I could not keep the pride out of my voice and eyes.
Let me again admit my grave fault: I am a vain
and proud old man, God forgive me!
“Your goose turned out a butterfly,”
said the judge. “One may well be pardoned
a little natural vanity when one has engineered a feat
like that! Common tramp, too, wasn’t he?”
“No, he wasn’t.

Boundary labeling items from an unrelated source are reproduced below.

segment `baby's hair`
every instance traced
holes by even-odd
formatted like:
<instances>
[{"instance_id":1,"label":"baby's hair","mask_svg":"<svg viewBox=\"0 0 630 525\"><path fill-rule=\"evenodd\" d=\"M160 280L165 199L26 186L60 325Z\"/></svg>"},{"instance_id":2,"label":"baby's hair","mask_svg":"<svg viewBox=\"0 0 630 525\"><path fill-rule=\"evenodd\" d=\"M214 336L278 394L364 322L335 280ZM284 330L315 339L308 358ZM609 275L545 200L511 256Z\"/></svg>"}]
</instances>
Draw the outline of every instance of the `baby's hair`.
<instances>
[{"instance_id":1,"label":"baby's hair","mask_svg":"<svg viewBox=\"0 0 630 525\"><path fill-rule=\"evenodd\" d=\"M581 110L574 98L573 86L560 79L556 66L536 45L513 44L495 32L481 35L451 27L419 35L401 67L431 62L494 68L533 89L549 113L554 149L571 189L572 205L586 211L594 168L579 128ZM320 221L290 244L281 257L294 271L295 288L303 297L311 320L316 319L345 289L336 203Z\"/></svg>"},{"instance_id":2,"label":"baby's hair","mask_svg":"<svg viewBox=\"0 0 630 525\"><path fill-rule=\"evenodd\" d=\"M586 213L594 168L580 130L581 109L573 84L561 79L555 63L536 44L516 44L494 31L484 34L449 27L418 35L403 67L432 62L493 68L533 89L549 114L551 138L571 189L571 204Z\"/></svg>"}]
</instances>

He was a most uncommon
one.”
“I could envy the man his spontaneity
and originality,” admitted the judge, rubbing
his nose. “Well, father, I’m
perfectly satisfied, so far, to have my only son tramp
with him.”
“So is my mother,” said I.
At that the judge lifted his hat with
a fine old-fashioned courtesy good to see in this
age when a youth walks beside a maid and blows cigarette
smoke in her face upon the public streets.
“When such a lady approves of
any man,” said he, gallantly, “it confers
upon him letters patent of nobility.”
“We shall have to consider John
Flint knighted, then,” said my mother merrily,
when I repeated the conversation. “Let’s
see,” she continued gaily. “We’ll
put on his shield three butterflies, or, rampant on
a field, azure; in the lower corner a net, argent.
Motto, ’In Hoc Signo Vinces.’
There’ll be no sign of the cyanide jar.
I’ll have nothing sinister shadowing; the Butterfly
Man’s escutcheon!”
She knew nothing about the trust St.
Stanislaus kept; she had never met Slippy McGee.